Signing up with LSI, which proved to be quite complex. Then the individual book setup, which is not too hard if you’re familiar with Lulu, though it is certainly not quite that easy. To obtain the required pdf file for the interior I went through Lulu with a dummy project to convert from Word. For the cover, I hired someone from Elance for $50 to convert to a CMYK-compliant pdf as required. All they did was the conversion; I already had the wraparound graphic complete.

4) Have you been satisified with the results?

Yes, the print quality seems better than Lulu and the cover price has gone down while the profit margin has gone up.

5) What, if anything, would you do differently?

Take more time in the run-up. Yeah, right. But these projects will suck as much time as you can throw at them.


Finally, I posed my questions to Arlene Knickerbocker, owner of the Write Spot.

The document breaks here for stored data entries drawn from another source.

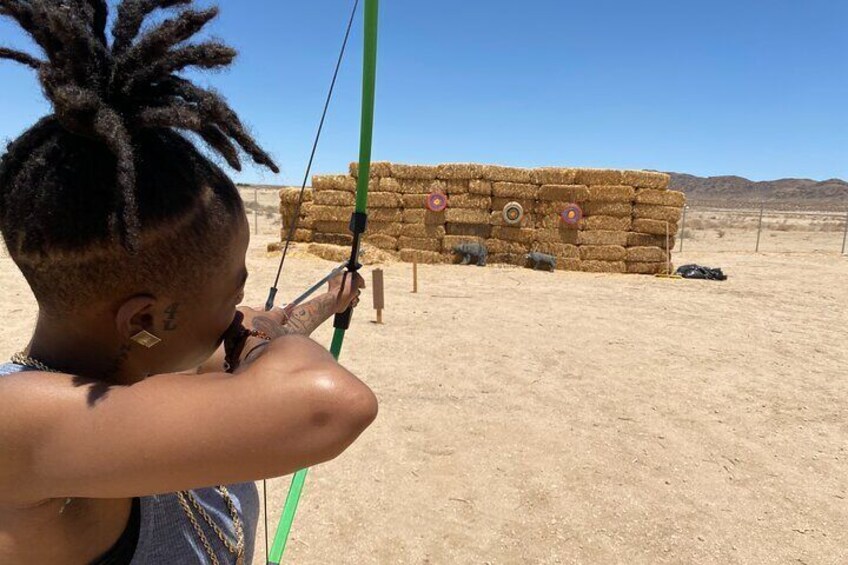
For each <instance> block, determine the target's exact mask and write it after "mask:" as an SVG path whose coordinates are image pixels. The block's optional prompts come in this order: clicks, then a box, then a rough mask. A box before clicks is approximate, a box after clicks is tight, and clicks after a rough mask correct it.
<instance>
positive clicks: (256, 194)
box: [253, 187, 259, 235]
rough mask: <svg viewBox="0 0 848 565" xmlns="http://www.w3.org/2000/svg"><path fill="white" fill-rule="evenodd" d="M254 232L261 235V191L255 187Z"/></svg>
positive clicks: (253, 232)
mask: <svg viewBox="0 0 848 565" xmlns="http://www.w3.org/2000/svg"><path fill="white" fill-rule="evenodd" d="M253 233H254V234H255V235H259V191H258V189H257V188H256V187H253Z"/></svg>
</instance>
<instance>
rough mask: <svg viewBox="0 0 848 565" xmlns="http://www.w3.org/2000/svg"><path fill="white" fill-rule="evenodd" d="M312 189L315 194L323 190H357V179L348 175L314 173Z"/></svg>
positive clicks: (342, 190) (346, 190)
mask: <svg viewBox="0 0 848 565" xmlns="http://www.w3.org/2000/svg"><path fill="white" fill-rule="evenodd" d="M312 190H313V196H314V193H315V192H319V191H321V190H340V191H342V192H356V179H354V178H352V177H349V176H347V175H313V177H312Z"/></svg>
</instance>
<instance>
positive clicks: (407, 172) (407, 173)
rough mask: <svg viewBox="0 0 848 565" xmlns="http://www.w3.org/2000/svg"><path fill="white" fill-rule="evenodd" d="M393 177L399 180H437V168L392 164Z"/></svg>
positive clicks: (431, 167) (392, 173)
mask: <svg viewBox="0 0 848 565" xmlns="http://www.w3.org/2000/svg"><path fill="white" fill-rule="evenodd" d="M392 176H393V177H395V178H398V179H413V180H436V167H434V166H431V165H403V164H400V163H392Z"/></svg>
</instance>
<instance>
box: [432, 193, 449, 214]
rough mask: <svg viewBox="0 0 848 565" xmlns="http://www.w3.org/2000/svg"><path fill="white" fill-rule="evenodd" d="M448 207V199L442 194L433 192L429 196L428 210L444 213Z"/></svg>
mask: <svg viewBox="0 0 848 565" xmlns="http://www.w3.org/2000/svg"><path fill="white" fill-rule="evenodd" d="M447 207H448V197H447V196H445V195H444V194H442V193H441V192H431V193H430V194H428V195H427V209H428V210H430V211H431V212H443V211H444V210H445V208H447Z"/></svg>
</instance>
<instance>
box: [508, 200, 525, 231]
mask: <svg viewBox="0 0 848 565" xmlns="http://www.w3.org/2000/svg"><path fill="white" fill-rule="evenodd" d="M503 217H504V221H505V222H506V223H507V224H509V225H511V226H515V225H518V224H520V223H521V220H523V219H524V207H523V206H521V204H519V203H518V202H510V203H509V204H507V205H506V206H504V210H503Z"/></svg>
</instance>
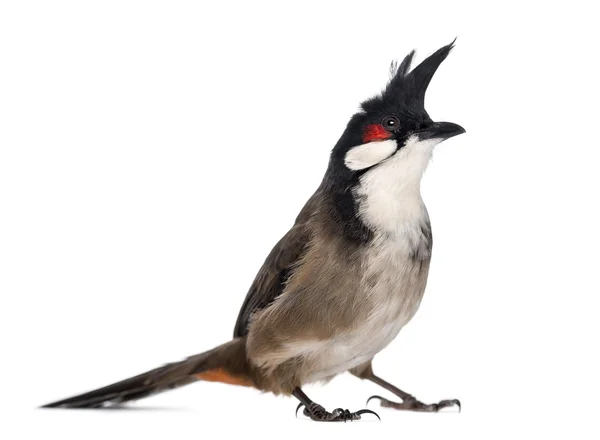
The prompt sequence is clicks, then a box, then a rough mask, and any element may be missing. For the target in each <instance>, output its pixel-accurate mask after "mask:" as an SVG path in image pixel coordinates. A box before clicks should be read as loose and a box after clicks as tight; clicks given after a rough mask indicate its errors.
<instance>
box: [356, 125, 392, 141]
mask: <svg viewBox="0 0 600 440" xmlns="http://www.w3.org/2000/svg"><path fill="white" fill-rule="evenodd" d="M390 137H392V134H391V133H390V132H389V131H387V130H386V129H385V128H383V127H382V126H381V125H379V124H370V125H367V126H366V127H365V131H364V133H363V142H365V143H366V142H372V141H382V140H384V139H389V138H390Z"/></svg>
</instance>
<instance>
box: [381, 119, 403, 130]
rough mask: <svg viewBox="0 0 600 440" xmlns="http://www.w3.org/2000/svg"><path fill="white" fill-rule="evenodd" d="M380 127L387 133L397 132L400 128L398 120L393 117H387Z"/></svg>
mask: <svg viewBox="0 0 600 440" xmlns="http://www.w3.org/2000/svg"><path fill="white" fill-rule="evenodd" d="M381 125H383V128H385V129H386V130H388V131H397V130H398V129H399V128H400V120H399V119H398V118H397V117H395V116H388V117H387V118H385V119H384V120H383V122H382V123H381Z"/></svg>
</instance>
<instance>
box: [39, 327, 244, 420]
mask: <svg viewBox="0 0 600 440" xmlns="http://www.w3.org/2000/svg"><path fill="white" fill-rule="evenodd" d="M245 339H246V338H236V339H234V340H232V341H230V342H227V343H225V344H223V345H220V346H218V347H217V348H214V349H213V350H210V351H207V352H205V353H201V354H197V355H195V356H191V357H189V358H187V359H185V360H183V361H181V362H175V363H172V364H167V365H165V366H163V367H159V368H156V369H154V370H151V371H148V372H146V373H143V374H140V375H138V376H134V377H130V378H129V379H125V380H122V381H120V382H116V383H114V384H112V385H108V386H106V387H103V388H99V389H97V390H93V391H90V392H87V393H84V394H80V395H78V396H74V397H70V398H68V399H64V400H59V401H57V402H52V403H49V404H46V405H43V406H42V408H101V407H104V406H107V405H115V404H120V403H123V402H128V401H132V400H138V399H142V398H144V397H148V396H151V395H153V394H158V393H162V392H163V391H168V390H172V389H174V388H179V387H182V386H184V385H188V384H190V383H192V382H196V381H197V380H208V381H216V382H225V383H230V384H235V385H245V386H254V381H253V380H252V378H251V372H250V370H251V369H250V367H249V364H248V361H247V359H246V350H245V346H246V344H245Z"/></svg>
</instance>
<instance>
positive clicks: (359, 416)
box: [296, 403, 381, 422]
mask: <svg viewBox="0 0 600 440" xmlns="http://www.w3.org/2000/svg"><path fill="white" fill-rule="evenodd" d="M303 406H304V411H303V412H304V415H305V416H307V417H309V418H310V419H311V420H314V421H316V422H347V421H354V420H360V417H361V415H362V414H373V415H375V417H377V418H378V419H379V420H381V418H380V417H379V415H377V413H376V412H375V411H371V410H370V409H361V410H360V411H356V412H350V411H348V410H347V409H342V408H337V409H334V410H333V411H332V412H329V411H327V410H326V409H325V408H323V407H322V406H321V405H319V404H318V403H311V404H310V405H309V406H305V405H304V403H300V404H299V405H298V407H297V408H296V416H298V410H299V409H300V408H301V407H303Z"/></svg>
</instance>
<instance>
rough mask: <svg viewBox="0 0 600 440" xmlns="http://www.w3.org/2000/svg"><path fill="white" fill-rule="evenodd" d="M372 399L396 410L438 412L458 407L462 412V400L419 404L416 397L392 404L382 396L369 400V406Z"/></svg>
mask: <svg viewBox="0 0 600 440" xmlns="http://www.w3.org/2000/svg"><path fill="white" fill-rule="evenodd" d="M371 399H379V400H380V404H381V406H382V407H384V408H394V409H402V410H407V411H421V412H438V411H439V410H441V409H443V408H450V407H452V406H457V407H458V412H460V410H461V406H460V400H458V399H450V400H441V401H440V402H438V403H429V404H428V403H423V402H419V401H418V400H417V399H415V398H414V397H411V398H409V399H406V400H404V401H402V402H392V401H391V400H387V399H386V398H384V397H381V396H371V397H369V400H367V405H368V404H369V401H370V400H371Z"/></svg>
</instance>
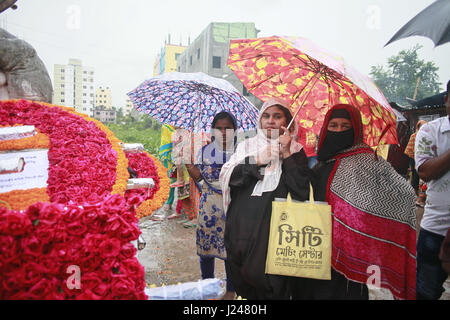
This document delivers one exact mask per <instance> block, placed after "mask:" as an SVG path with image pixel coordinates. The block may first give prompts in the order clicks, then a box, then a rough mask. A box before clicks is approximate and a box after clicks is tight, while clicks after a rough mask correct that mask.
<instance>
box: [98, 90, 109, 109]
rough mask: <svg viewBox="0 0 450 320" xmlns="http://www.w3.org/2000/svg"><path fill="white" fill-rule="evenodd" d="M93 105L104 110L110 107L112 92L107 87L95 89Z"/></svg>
mask: <svg viewBox="0 0 450 320" xmlns="http://www.w3.org/2000/svg"><path fill="white" fill-rule="evenodd" d="M95 106H96V107H100V108H103V109H106V110H111V109H112V94H111V89H110V88H109V87H106V88H102V87H99V88H97V90H95Z"/></svg>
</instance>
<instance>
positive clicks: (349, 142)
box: [317, 104, 362, 161]
mask: <svg viewBox="0 0 450 320" xmlns="http://www.w3.org/2000/svg"><path fill="white" fill-rule="evenodd" d="M334 118H345V119H349V120H350V121H351V123H352V129H349V130H346V131H341V132H333V131H329V130H328V124H329V122H330V120H332V119H334ZM359 142H362V122H361V115H360V113H359V111H358V110H357V109H356V108H355V107H353V106H351V105H346V104H338V105H335V106H333V107H332V108H331V109H330V110H329V111H328V112H327V114H326V116H325V120H324V123H323V126H322V130H321V132H320V138H319V144H318V154H317V158H318V160H320V161H325V160H328V159H329V158H331V157H333V156H334V155H336V153H338V152H339V151H342V150H344V149H347V148H349V147H351V146H352V145H355V144H357V143H359Z"/></svg>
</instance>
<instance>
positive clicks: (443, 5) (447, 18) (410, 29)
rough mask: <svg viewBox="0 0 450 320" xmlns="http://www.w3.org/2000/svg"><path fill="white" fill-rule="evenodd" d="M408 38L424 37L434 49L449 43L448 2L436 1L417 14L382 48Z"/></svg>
mask: <svg viewBox="0 0 450 320" xmlns="http://www.w3.org/2000/svg"><path fill="white" fill-rule="evenodd" d="M410 36H425V37H428V38H430V39H431V40H433V42H434V45H435V47H437V46H439V45H441V44H444V43H446V42H449V41H450V0H437V1H435V2H433V3H432V4H431V5H429V6H428V7H426V8H425V9H424V10H422V11H421V12H419V14H418V15H416V16H415V17H414V18H412V19H411V20H410V21H409V22H408V23H407V24H405V25H404V26H403V28H401V29H400V30H399V31H397V33H396V34H395V35H394V36H393V37H392V39H391V40H389V41H388V43H386V44H385V45H384V46H387V45H388V44H390V43H391V42H394V41H396V40H399V39H402V38H407V37H410Z"/></svg>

1) What method did you use to publish your book?

My first book was published by a traditional publisher in 2001- Circles of Blessing: Redemption in the Rain Forest.

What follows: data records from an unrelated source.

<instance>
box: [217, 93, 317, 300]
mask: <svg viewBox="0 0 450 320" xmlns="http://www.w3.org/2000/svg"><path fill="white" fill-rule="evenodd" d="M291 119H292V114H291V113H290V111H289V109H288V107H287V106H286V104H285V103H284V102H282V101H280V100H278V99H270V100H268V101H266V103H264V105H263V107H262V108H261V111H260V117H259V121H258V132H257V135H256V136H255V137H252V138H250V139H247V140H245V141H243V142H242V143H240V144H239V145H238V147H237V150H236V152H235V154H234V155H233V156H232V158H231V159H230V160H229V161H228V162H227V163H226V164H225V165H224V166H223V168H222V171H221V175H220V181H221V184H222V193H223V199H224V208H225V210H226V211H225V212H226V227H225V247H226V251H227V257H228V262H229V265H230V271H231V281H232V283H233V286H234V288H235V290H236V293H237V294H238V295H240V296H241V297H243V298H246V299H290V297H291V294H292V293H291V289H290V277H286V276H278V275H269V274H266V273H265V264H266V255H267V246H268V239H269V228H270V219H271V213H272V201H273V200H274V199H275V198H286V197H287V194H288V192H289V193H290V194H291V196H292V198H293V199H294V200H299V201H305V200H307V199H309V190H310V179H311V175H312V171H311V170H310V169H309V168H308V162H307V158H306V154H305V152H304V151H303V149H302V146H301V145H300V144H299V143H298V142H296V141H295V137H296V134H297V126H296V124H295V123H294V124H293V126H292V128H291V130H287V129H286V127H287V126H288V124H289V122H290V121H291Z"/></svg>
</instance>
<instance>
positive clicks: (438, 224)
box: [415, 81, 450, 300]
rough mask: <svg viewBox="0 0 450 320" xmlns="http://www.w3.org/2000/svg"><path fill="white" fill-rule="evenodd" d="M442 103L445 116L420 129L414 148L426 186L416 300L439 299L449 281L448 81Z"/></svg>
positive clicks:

I started my writing and editing business in 2001 also. After working with a local printer and publishing a few small booklets for people, I decided to self-publish my second book: Open the Door to Another Realm. I also published a children’s book for my granddaughter using the same method.

2) Why did you choose this method?

God directed me on the first book. The publisher actually called me about doing some freelance editing, and I asked if they were open to a book proposal. It was out in 3 months.

The second book is a daily devotional done with poetry. I know that is not an easy genre to sell to a publisher. So I decided to publish it through my business, The Write Spot.

3) What steps were involved?

For the first book, I sent a formal proposal including a personal marketing plan. The book is creative non-fiction about my co-author, and he has a broad speaking platform. Thus, we were able to buy several hundred books up front. I think that helped cinch our deal with the publisher.

I sent the manuscript. They asked us to add a sub-title (which we did). We signed the contract. They sent a copy for our okay. It was a simple process.

For the second book, I bought a bar code [ISBN] and set the book up as a PDF file. I designed my own cover. I sent it to the printer, received a sample copy, okayed it, and paid somewhere in the neighborhood of $5 per book. I printed 210. I have done some book signings, poetry readings, and writing workshops. I also sell it through my website. I have about 25 books left. Several stores carry them on consignment. They sell them for $12.99 and pay me $7.75. I sell them for $10.00.

4) Have you been satisified with the results?

Yes, they are not on the best-seller list, but I’ve received many positive comments from readers. My goal was to follow the Lord’s leading and put the results in His hands, so I have been satisfied with what He has done.

5) What, if anything, would you do differently?

I don’t know of any changes I would make.

[Note: the links included in this article are for educational purposes only.]